LeeChan-Uncensored GGUF quantized weights debut on HuggingFace
mradermacher published GGUF-quantized weights for LeeChan-Uncensored, an English conversational model with no safety filters, enabling local CPU and low-VRAM inference.
LeeChan-Uncensored, an English conversational model from leechanrx, now has GGUF-quantized weights available on HuggingFace courtesy of mradermacher. GGUF quantization compresses the original weights into smaller files optimized for llama.cpp, Ollama, and other local inference engines, making the model practical for consumer hardware—CPU-only setups included.

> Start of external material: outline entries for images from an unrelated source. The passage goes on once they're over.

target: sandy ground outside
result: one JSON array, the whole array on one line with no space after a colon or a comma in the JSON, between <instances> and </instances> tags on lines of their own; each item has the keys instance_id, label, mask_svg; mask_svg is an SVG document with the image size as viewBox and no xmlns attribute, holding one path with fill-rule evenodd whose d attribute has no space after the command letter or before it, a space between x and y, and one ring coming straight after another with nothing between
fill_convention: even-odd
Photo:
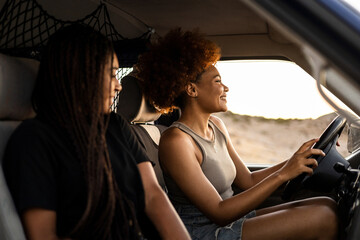
<instances>
[{"instance_id":1,"label":"sandy ground outside","mask_svg":"<svg viewBox=\"0 0 360 240\"><path fill-rule=\"evenodd\" d=\"M307 140L317 138L336 117L335 113L317 119L266 119L216 113L230 133L235 149L247 164L274 164L289 159ZM339 153L347 151L347 128L339 138Z\"/></svg>"}]
</instances>

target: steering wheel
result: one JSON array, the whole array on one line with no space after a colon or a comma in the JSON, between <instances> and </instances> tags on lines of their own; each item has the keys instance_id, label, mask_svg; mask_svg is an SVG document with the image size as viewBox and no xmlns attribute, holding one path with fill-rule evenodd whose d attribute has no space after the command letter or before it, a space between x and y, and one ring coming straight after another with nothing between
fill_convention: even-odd
<instances>
[{"instance_id":1,"label":"steering wheel","mask_svg":"<svg viewBox=\"0 0 360 240\"><path fill-rule=\"evenodd\" d=\"M337 139L344 129L345 124L346 119L341 116L337 116L329 124L329 126L321 134L319 141L313 146L313 148L321 149L325 153L325 156L310 156L310 158L315 158L318 162L318 167L315 168L311 176L308 176L306 173L302 173L296 178L290 180L285 186L282 194L283 200L289 200L301 186L305 185L309 188L313 187L315 190L322 189L324 186L325 188L329 188L329 186L332 187L333 183L341 177L341 174L336 172L333 167L337 162L344 164L346 167L349 166L349 163L336 150ZM329 184L329 182L331 184Z\"/></svg>"}]
</instances>

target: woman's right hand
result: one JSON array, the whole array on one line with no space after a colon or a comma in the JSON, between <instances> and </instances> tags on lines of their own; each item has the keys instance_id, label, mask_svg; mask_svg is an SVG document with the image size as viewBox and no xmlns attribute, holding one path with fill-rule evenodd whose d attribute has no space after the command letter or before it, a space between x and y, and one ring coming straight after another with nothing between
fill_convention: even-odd
<instances>
[{"instance_id":1,"label":"woman's right hand","mask_svg":"<svg viewBox=\"0 0 360 240\"><path fill-rule=\"evenodd\" d=\"M317 141L319 141L318 138L305 142L286 164L279 169L279 174L284 181L291 180L301 173L312 175L318 163L314 158L310 157L312 155L325 156L325 153L320 149L311 148Z\"/></svg>"}]
</instances>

The model runs without safety restrictions. The "uncensored" label typically means the model was trained or fine-tuned without refusal phrases, content filters, or alignment guardrails—users can prompt it on any topic without automatic rejection. That makes it a fit for creative writing, role-play, research into model behavior, or any workflow where safety-tuned responses get in the way. The HuggingFace repository tags it as transformers-compatible and conversational, suggesting it's built for chat-style prompts rather than completion or instruction-following tasks.
At publication, the repository showed zero downloads and zero likes, so community feedback on quality, coherence, and actual refusal behavior isn't yet available. The model card doesn't list parameter count, context length, or benchmark numbers—details that would help practitioners choose the right quantization tier. The next step is to pull a mid-range quant (Q5_K_M or Q6_K), run a few test prompts, and report back on coherence and refusal rate. If the base model is small enough for 16 GB VRAM or 32 GB system RAM, it could fill a niche for users who want uncensored local inference without the compute overhead of 70B-class models.